The words of Christ simply have no precedence: “At that time Jesus declared, ‘I thank you, Father, Lord of heaven and earth . . .’” (Matt. 11:25). As New Testament scholar Joachim Jeremias says, “We can say quite deliberately that there is no analogy at all in the whole literature of Jewish prayer for God being addressed as Abba. This assertion applies not only to fixed liturgical prayer, but also to free prayer, of which many examples have been handed down to us in Talmudic literature.”
Thus, Jesus revolutionized prayer in a way that did justice to the radical nature of his ministry. With no previous examples of faithful Jews addressing God as “Father” in prayer, the supremely faithful Jew referred to God as “Father” almost exclusively in his recorded prayers. There must have been a very good reason for this development.
The Aramaic word abba refers to a father-child relationship. Before Christ’s time, Aramaic-speaking children would learn to refer to their parents as abba and imma.
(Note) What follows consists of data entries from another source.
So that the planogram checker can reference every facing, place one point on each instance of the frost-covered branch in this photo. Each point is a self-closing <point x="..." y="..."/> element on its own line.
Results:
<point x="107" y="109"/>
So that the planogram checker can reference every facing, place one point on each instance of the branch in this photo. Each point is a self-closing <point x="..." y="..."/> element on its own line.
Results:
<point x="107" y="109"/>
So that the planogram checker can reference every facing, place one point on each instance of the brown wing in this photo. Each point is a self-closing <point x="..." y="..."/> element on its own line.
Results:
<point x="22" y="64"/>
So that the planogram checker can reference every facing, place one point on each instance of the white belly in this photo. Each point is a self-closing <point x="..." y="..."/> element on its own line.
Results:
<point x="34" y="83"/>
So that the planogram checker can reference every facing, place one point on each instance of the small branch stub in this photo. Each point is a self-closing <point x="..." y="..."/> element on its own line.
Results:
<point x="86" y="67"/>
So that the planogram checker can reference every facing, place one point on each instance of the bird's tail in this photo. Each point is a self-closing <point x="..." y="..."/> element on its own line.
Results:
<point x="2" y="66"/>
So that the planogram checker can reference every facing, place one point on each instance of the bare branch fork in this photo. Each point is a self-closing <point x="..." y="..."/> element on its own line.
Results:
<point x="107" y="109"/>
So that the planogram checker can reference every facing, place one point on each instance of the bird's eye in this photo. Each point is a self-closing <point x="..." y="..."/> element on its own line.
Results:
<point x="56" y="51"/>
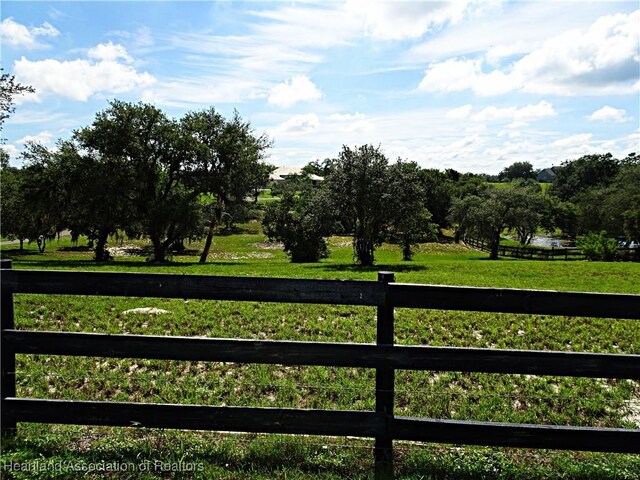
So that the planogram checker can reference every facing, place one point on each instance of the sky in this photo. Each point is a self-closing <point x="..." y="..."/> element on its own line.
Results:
<point x="473" y="85"/>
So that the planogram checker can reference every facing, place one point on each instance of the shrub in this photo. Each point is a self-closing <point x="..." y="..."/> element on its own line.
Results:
<point x="596" y="246"/>
<point x="300" y="222"/>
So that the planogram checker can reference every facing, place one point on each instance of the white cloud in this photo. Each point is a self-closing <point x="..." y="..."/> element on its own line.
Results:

During Christ’s life, not only small children but also grown children would refer to their fathers as abba. Yet, to address God as abba would have been deemed disrespectful by Jews. What our Lord did was new and, as I said, revolutionary in how to approach God. If Jesus were not who he was, we would have grounds for joining with the Jews in accusing him of blasphemy: “This was why the Jews were seeking all the more to kill him, because not only was he breaking the Sabbath, but he was even calling God his own Father, making himself equal with God” (John 5:18).
Consider that because of the uniqueness of the eternal relationship between persons of the Trinity, Christ addressed God as Father in practically all circumstances, even the most dire:
“‘My Father, if it be possible, let this cup pass from me; nevertheless, not as I will, but as you will’” (Matt. 26:39).
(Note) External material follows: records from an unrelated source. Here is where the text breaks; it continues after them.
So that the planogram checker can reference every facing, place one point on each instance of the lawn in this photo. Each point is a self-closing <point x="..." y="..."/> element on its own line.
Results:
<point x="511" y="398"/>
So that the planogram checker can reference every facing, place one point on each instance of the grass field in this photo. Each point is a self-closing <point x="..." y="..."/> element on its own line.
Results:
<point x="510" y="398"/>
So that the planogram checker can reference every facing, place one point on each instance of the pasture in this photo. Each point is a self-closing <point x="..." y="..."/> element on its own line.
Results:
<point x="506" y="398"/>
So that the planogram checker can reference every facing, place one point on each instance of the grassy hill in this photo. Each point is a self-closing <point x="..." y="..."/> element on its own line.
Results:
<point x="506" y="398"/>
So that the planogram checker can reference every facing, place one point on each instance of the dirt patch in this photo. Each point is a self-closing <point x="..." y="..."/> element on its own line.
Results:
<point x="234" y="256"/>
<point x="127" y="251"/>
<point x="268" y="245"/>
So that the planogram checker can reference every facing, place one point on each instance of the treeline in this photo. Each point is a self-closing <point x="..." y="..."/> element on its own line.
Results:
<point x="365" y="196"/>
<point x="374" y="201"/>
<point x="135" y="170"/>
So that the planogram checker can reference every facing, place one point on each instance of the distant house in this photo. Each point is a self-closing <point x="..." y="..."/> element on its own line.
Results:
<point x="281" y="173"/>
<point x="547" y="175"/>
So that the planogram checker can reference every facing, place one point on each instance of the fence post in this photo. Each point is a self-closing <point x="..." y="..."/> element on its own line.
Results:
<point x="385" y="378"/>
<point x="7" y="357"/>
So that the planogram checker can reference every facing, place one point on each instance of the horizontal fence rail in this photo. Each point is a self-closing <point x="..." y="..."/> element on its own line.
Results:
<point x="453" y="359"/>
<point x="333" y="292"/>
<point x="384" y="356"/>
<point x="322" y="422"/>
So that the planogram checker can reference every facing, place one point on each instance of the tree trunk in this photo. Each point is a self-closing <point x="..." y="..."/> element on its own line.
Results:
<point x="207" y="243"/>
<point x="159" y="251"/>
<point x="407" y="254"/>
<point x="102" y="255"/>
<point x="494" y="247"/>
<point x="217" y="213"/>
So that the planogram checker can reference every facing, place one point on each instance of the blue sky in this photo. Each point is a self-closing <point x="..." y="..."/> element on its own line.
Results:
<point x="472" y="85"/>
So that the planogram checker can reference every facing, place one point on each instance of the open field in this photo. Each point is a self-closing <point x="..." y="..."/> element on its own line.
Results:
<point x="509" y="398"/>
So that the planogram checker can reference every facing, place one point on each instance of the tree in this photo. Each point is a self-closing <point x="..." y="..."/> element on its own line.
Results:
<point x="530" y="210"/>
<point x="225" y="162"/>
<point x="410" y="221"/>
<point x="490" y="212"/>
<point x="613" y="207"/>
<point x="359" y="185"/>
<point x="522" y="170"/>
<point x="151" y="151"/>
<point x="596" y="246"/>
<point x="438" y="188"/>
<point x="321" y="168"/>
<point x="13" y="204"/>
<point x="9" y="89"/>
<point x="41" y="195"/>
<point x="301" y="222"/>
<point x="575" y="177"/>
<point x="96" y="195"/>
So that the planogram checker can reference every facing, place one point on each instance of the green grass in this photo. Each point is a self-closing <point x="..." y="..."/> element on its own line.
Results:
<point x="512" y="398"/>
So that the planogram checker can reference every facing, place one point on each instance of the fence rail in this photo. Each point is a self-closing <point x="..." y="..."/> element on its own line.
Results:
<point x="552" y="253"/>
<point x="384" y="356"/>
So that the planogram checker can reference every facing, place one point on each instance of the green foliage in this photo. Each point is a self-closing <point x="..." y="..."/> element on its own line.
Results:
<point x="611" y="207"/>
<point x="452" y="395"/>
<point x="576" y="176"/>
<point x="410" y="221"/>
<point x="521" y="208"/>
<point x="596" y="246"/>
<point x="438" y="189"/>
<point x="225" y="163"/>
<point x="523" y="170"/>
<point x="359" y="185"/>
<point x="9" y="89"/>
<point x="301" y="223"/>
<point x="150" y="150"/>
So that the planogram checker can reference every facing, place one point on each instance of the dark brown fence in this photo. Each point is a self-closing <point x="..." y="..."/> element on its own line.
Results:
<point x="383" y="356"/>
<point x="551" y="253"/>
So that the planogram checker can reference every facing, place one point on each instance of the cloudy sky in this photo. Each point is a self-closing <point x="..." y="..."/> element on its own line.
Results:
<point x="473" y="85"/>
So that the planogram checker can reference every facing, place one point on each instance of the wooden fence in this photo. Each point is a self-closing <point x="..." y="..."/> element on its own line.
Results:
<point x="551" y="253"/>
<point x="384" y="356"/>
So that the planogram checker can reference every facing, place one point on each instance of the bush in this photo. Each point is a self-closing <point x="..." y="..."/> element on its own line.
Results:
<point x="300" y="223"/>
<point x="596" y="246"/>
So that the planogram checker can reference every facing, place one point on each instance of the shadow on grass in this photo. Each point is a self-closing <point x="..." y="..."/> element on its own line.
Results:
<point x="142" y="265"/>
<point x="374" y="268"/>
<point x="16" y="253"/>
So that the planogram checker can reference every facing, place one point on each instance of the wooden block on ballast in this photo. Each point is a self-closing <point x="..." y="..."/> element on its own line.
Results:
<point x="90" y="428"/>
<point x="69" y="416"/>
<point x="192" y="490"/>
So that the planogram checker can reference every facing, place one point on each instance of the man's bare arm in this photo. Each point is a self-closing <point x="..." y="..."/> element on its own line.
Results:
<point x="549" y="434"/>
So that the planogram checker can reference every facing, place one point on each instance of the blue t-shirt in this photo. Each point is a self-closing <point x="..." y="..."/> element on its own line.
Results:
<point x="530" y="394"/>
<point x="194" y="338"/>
This bold request from the incarnate Christ found its impetus in the infinite intimacy with which he related to the Father from eternity. At the same time, the arrival of the Son in the flesh provided a new way of relating to God. Prayer became a deeply intimate conversation between God the Father and his people because of Christ’s person and work in bringing us to such a place.
In conclusion, Jesus prayed to God because God infused him with a spirit of prayer and also because of who Christ is in relation to his Father, namely, the Son of God. His identity, coupled with God’s own desire to commune with his Son, explain why Jesus needed to pray. There are other reasons, too, but these are crucial to understanding the prayers of our Lord.